SETI, religious dimension

It has been suggested that SETI, and pluralism in general, has some of the hallmarks of an alternative or quasi-religion. As pointed out by Frank Tipler,1 this tends to be supported by some of the statements made by leading researchers in the field, including Frank Drake and Carl Sagan. Drake, for example, writes:


I fear we have been making a dreadful mistake by not focusing all searches ... on the detection of the signals of the immortals. For it is the immortals we will most likely discover... An immortal civilization's best assurance of safety would be to make other species immortal like themselves, rather than risk hazardous military adventures. Thus we could expect them to spread actively the secrets of their immortality among the young, technically developing civilizations.

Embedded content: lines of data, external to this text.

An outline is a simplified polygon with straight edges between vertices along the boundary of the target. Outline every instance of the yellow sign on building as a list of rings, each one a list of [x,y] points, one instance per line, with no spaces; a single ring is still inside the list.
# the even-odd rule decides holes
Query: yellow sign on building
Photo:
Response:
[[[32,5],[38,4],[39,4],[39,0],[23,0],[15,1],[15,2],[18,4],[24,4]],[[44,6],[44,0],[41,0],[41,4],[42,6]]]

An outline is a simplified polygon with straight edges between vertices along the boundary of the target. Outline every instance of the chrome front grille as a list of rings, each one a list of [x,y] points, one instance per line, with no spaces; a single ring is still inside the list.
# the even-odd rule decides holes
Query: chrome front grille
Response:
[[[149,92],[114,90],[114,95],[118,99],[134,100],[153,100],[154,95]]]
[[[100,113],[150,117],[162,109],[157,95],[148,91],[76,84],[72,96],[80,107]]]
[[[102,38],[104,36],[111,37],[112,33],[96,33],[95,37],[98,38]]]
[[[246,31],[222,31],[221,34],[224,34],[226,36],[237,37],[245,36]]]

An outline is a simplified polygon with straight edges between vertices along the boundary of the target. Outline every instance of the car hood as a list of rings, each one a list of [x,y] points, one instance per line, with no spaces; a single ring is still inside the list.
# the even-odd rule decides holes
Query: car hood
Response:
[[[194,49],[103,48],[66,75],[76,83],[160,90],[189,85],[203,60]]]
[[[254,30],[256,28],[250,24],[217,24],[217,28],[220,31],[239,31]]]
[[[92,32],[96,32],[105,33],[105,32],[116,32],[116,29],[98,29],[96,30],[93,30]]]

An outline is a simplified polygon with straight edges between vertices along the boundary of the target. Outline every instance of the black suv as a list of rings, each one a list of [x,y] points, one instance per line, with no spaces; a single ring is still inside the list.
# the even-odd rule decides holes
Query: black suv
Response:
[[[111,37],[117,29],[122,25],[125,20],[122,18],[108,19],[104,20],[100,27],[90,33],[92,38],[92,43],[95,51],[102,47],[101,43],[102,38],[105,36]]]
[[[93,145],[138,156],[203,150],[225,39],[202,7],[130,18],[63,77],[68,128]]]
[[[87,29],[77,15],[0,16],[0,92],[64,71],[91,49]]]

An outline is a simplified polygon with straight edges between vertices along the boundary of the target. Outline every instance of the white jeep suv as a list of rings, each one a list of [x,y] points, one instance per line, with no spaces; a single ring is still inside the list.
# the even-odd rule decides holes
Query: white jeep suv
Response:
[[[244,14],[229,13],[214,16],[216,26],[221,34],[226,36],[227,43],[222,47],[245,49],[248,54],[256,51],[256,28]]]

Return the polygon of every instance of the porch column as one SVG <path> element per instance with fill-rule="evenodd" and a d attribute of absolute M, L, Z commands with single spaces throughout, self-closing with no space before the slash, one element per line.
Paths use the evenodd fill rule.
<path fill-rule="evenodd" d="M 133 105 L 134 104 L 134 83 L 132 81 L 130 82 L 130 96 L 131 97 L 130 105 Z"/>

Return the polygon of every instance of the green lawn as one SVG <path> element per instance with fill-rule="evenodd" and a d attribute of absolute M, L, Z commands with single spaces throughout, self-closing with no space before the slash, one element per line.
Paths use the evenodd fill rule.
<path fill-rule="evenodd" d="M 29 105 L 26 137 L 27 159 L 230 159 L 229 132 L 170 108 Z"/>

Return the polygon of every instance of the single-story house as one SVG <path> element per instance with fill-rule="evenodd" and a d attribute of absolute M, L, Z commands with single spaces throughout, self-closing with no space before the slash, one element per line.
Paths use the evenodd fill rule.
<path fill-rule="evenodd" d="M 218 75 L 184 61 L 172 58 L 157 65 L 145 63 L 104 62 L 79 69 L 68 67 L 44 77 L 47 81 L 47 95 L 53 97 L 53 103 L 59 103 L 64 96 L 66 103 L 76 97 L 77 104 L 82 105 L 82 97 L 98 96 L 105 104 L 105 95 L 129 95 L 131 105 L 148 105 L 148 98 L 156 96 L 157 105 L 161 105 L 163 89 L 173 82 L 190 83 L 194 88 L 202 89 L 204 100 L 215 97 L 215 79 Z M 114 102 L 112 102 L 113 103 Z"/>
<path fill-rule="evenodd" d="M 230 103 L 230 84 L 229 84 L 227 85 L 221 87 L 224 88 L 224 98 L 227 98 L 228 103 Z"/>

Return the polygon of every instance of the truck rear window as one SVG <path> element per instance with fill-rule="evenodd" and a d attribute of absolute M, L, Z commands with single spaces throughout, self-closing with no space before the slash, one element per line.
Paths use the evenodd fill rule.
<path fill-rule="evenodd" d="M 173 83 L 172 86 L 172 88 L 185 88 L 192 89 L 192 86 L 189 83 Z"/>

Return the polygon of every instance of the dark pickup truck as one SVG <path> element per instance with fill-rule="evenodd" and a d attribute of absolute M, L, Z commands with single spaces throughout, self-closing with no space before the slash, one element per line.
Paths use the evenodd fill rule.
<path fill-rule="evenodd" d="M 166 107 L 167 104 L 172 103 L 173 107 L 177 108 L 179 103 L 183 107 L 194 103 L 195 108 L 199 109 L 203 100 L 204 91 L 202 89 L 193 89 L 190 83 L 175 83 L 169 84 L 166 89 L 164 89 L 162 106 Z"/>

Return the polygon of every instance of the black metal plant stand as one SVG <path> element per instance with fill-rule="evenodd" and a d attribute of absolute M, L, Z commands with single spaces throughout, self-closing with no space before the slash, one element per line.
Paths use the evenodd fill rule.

Sagan, too, although scathing of the messianic motives of some saucer enthusiasts, has suggested that the mere detection of an extraterrestrial radio signal would provide "an invaluable piece of knowledge: that it is possible to avoid the dangers of the period through which we are now passing..." Furthermore, according to Sagan, "it is possible that among the first contents of such a message may be detailed prescriptions for the avoidance of technological disaster, for a passage through adolescence to maturity."


If the search for other intelligent life has some of the elements of a religious or spiritual quest, then "first contact" is the closest equivalent of the sought-for epiphany. This idea is apparent, for example, in Sagan's novel Contact2 and, even more so, in the motion picture based upon it.3, 4



1. Tipler, F. J. "Additional Remarks on Extraterrestrial Intelligence," Quarterly Journal of the Royal Astronomical Society, 22, 288 (1981).
2. Sagan, Carl. Contact. New York: Simon & Schuster (1985).
3. O'Malley, W. J. "Carl Sagan's Gospel of Scientism," America, 144, 95 (February 7, 1981).
4. Short, Robert. The Gispel from Outer Space. San Francisco: Harper & Row (1982).